Background Threads and Rubber Ducks
Spin up a background thread in your brain and think about it.
This quote from Grant Slatton’s recent article has been living in my head rent free for days. Which I guess is the definition of a self-fulfilling prophecy. It got me thinking about how I approach new or difficult problems. Here’s a few things I like to do.
#Use your brain’s background threads
To borrow Grant’s quote from before, stick hard problems in your brain and let them be worked in the background. I can’t count the number of times I’ve stepped away from a problem and had a breakthrough hit me while I was cooking dinner, or taking a walk, or doing anything else other than coding. I’ve heard the same from countless others as well. Our brains need time to chew on hard problems. Forcing ourselves to stare at a screen instead of spinning up a background thread for them is counterproductive.
#Fail early and often
Fail quickly so you can learn quickly. This idea, which Grant also talks about in the aforementioned article, is only tangentially related to sharing our failures or the engineering principle of “fail fast”. It’s more related to the idea that learning – in this case, exploring new or difficult problems – requires volume.
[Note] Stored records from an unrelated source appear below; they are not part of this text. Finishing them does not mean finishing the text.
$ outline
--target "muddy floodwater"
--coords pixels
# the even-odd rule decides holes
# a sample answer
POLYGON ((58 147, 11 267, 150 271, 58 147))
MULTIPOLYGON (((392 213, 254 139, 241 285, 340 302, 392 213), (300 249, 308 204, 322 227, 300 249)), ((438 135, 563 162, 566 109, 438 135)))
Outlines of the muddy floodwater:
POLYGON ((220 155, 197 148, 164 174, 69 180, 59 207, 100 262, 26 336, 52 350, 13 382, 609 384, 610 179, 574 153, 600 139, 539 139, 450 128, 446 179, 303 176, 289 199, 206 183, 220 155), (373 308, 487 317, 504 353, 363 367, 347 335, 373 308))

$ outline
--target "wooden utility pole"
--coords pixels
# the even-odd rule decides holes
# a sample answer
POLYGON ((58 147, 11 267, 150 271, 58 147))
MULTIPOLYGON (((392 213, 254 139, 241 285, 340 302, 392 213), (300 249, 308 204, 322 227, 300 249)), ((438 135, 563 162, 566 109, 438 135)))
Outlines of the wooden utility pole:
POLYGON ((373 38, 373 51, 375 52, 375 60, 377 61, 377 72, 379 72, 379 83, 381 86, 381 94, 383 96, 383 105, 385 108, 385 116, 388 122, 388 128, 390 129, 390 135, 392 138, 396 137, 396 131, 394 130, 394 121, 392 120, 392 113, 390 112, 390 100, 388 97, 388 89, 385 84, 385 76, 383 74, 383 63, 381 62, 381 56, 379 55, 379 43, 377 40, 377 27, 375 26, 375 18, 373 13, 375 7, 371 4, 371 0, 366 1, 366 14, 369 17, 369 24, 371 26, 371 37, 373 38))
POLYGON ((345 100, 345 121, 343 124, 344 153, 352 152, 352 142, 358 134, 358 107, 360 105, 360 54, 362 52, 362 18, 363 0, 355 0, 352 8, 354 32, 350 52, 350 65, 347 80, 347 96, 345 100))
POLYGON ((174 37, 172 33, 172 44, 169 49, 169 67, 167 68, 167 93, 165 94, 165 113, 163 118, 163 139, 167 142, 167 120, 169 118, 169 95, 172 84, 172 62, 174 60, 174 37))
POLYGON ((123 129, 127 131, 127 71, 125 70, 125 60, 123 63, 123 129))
There’s an axiom in the Go community (game, not language) that beginners should race to lose their first 100 games (as shared by Ben Orenstein). The underlying concept is that in a new domain, one doesn’t have the experience, context, intuition, or pattern matching abilities yet to make highly informated moves. Instead one should focus on iterating as much as possible to build up that intuition and pattern matching. The same holds true when tackling hard problems in engineering. Try approaching the problem from different angles. Write down all your thoughts on a current approach, then do it again with a different approach. Make small proof of concepts and iterate on them. Let your understanding of the problem grow as you build up a volume of work exploring the problem.
#Rubber duck
Few things bring me more clarity than having to explain an idea to someone else. Whether it’s via pair programming, meetup/conference talks, or even talking to the rubber duck on your desk, articulating our ideas forces us to see what areas we know well versus what areas we get hand wavey with. Doing this with another human is particularly effective because it gives them the opportunity to ask questions, poke holes, challenge assumptions, and provide feedback through the process. This can be done async with a written document, but I find the feedback loop to be much tighter – and my thinking challenged more directly – when I’m talking ideas out with someone.